Üniversiteden ilk mezun olduğum yıllarda kamyoncuydum. Kamyon fabrikasında çalışırdım. Teknik kadro. İşlerimden biri de talimat yazmaktı. İşçi neyi nereye nasıl monte etsindi kısaca. (Şimdi düşünüyorum da şu an çalıştığım neşesiz iç karatıcı boş ofise bile gelmeye can atan bir bebem var, hala orada çalışıyor olsaydım Arca’ya fabrikada kadro açmamız gerekirdi)

Neyse … şimdiki işimin de bir parçası kullanma kılavuzu hazırlamak. Yani kılavuz konusunda nerden baksan on seneyi aşkın bir tecrübe!
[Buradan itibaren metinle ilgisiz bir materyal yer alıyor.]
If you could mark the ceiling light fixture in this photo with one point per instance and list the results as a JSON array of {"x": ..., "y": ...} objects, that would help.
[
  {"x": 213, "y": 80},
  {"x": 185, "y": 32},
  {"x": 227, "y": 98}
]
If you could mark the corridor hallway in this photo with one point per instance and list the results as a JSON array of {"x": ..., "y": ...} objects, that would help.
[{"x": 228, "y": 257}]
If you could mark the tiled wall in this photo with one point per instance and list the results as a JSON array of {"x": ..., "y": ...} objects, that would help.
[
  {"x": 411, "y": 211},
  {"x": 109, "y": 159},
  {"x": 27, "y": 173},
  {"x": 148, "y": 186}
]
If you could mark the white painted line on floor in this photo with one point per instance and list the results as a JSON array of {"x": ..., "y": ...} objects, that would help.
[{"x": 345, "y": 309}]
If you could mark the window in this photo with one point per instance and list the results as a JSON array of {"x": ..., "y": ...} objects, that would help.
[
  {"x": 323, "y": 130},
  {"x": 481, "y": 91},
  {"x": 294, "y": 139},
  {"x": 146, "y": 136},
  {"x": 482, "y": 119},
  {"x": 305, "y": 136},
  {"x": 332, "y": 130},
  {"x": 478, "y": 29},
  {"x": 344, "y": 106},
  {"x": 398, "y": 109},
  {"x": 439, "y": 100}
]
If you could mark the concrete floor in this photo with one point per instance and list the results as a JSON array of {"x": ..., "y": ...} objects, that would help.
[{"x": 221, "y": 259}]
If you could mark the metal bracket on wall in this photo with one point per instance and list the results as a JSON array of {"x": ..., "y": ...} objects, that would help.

Gel gör ki şu Arca’nın kullanma talimatlarını bir türlü tamamlayamamıştım.

Üf tamam biliyoruz, o bir birey, onu bir makine gibi kullanamayız, bık bık bık… Ama ruhumuzu çıkarırsak hepimiz birer makine değil miyiz? Öyle ya da böyle, kullanma şartlarına göre çalıştırıldığımızda maksimum verim, uzun ömür, sağlıklı işleyiş, sıfır arıza ile huzura kavuşmuyor muyuz? Ben sorunları önce basite indirir, parçalar böler, öyle çözerim arkadaş! Yoksa biz de biliyoruz yer cücesinin eşref ve eşek saatlerine dikkat etmedin mi boyunun ölçüsünü alacağını : )

Arca seyirciye oynar bi kere! Kullanıcı buna dikkat edecek! Etrafta çekirdek aile haricinde biri var mı, yazar, yönetir ve oynar, öyle güzel oynar ki “…and the Oscar goes toooo…” diyesin gelir. Geçen hafta yazlık tatilindeyken sanat yaşamının zirvesindeydi, öyle inandırıcıydı ki hani tanımasam ben bile yiyecektim!

Lakin evde baş başa geçirilen bu hafta sonu noldu? Aynı arıza potansiyellerine rağmen Arca lokum oldu! Baktı seyircisiz sahada oynuyor, hemen maçı bitirmeyi tercih etti, ee hiç zevki yok tabii : ) Demek ki tribünlere oynayacağını anladığın an, tenhada yalnız kıstıracaksın cüceyi, bak bakalım, arıza yapıyor mu?

Annemle Arca’nın notunu verdik geçen hafta, aç kalmayacak. Midesi dolu oldu mu ondan şekeri yok, kan şekeri mi düşüyor ne, huysuzluğuyla başa çıkamıyor. İşlere de dahil ettin mi senden iyisi yok!

Cumartesi günü birlikte kahvaltı hazırladık, birlikte kahvaltı yaptık. İlker’i işe postaladık, bütün günü birlikte geçirdik. Birlikte lazanya pişirdik, Arca tek soğuk malzeme olan kaşardan sorumluydu. Vıcık vıcık yaptı kaşarları, elleriyle hamur gibi yoğurdu, kaşarlar gevşedi, Arca gevşedi. Gerçi defalarca yıkanmasına rağmen kaşar kokusu elinden çıkmadı ama olsun!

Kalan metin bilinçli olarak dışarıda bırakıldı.